Accumulative evidence shows that an organoid is a more practical and reliable tool in cancer biology research. This study aimed to identify and validate crucial genes involved in non-small cell lung cancer carcinogenesis and development using the transcriptomic analysis of tumor tissues and organoids. Gene set enrichment analysis (GSEA) of tumor tissues, tumor organoids, and normal tissues was performed to reveal the similar and different mechanisms involved in lung adenocarcinoma (LUAD) and lung squamous cell carcinoma (LUSC) carcinogenesis and progression. Differentially expressed gene analysis, prognostic analysis, and gene co-expression network analysis were further used to identify hub genes involved in LUAD and LUSC carcinogenesis and development.

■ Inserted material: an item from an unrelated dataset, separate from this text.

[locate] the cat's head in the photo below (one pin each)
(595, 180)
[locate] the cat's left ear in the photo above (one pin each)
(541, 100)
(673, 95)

Finally, LUAD cell lines and organoids were used to validate these findings. GSEA analysis was performed to reveal the similar mechanisms involved in LUAD and LUSC carcinogenesis and development, such as P53 signaling pathway, base mismatch repair, DNA replication, cAMP signaling pathway and PPAR pathway. However, comparing with LUSC organoids, LUAD organoids showed downregulation of immune-related pathways, inflammation-related pathways, MAPK signaling pathways, and Rap1 signaling pathways, although these pathways were downregulated in LUAD and LUSC tissues by comparing with normal lung tissues. Further gene co-expression network analysis and prognostic analysis indicated CDK1, CCNB2, and CDC25A as the hub tumor-promoting genes in LUAD but not in LUSC, which were further validated in other datasets. Using LUAD cell lines and organoid models, CDK1 and CCNB2 knockdown were found to suppress LUAD proliferation. However, CDC25A knockdown did not inhibit LUAD cell line proliferation but could effectively suppress LUAD organoid growth, indicating that an organoid could be used as an effective tool to study cancer biology in LUAD. The results revealed CDK1, CCNB2, and CDC25A as the hub genes involved in LUAD carcinogenesis and development, which could be used as the potential biomarkers and targets for LUAD.

中文翻译：

---

肿瘤组织和类器官的转录组学分析揭示了调控肺腺癌增殖的关键基因

越来越多的证据表明，类器官是癌症生物学研究中更实用、更可靠的工具。本研究旨在利用肿瘤组织和类器官的转录组学分析来鉴定和验证与非小细胞肺癌致癌作用和发展相关的关键基因。对肿瘤组织、肿瘤类器官和正常组织进行基因集富集分析 (GSEA) 以揭示参与肺腺癌 (LUAD) 和肺鳞状细胞癌 (LUSC) 癌变和进展的相似和不同机制。进一步使用差异表达基因分析、预后分析和基因共表达网络分析来鉴定参与 LUAD 和 LUSC 癌变和发展的中枢基因。最后，使用 LUAD 细胞系和类器官来验证这些发现。进行GSEA分析以揭示参与LUAD和LUSC致癌和发展的相似机制，例如P53信号通路、碱基错配修复、DNA复制、cAMP信号通路和PPAR通路。然而，与 LUSC 类器官相比，LUAD 类器官显示免疫相关通路、炎症相关通路、MAPK 信号通路和 Rap1 信号通路的下调，尽管与正常肺组织相比，这些通路在 LUAD 和 LUSC 组织中被下调。进一步的基因共表达网络分析和预后分析表明 CDK1、CCNB2 和 CDC25A 是 LUAD 而非 LUSC 中的中枢促肿瘤基因，这在其他数据集中得到了进一步验证。使用 LUAD 细胞系和类器官模型，发现 CDK1 和 CCNB2 敲低可抑制 LUAD 增殖。然而，CDC25A 敲低不会抑制 LUAD 细胞系增殖，但可以有效抑制 LUAD 类器官的生长，表明类器官可作为研究 LUAD 中癌症生物学的有效工具。结果显示CDK1、CCNB2和CDC25A是参与LUAD致癌和发展的枢纽基因，可作为LUAD的潜在生物标志物和靶点。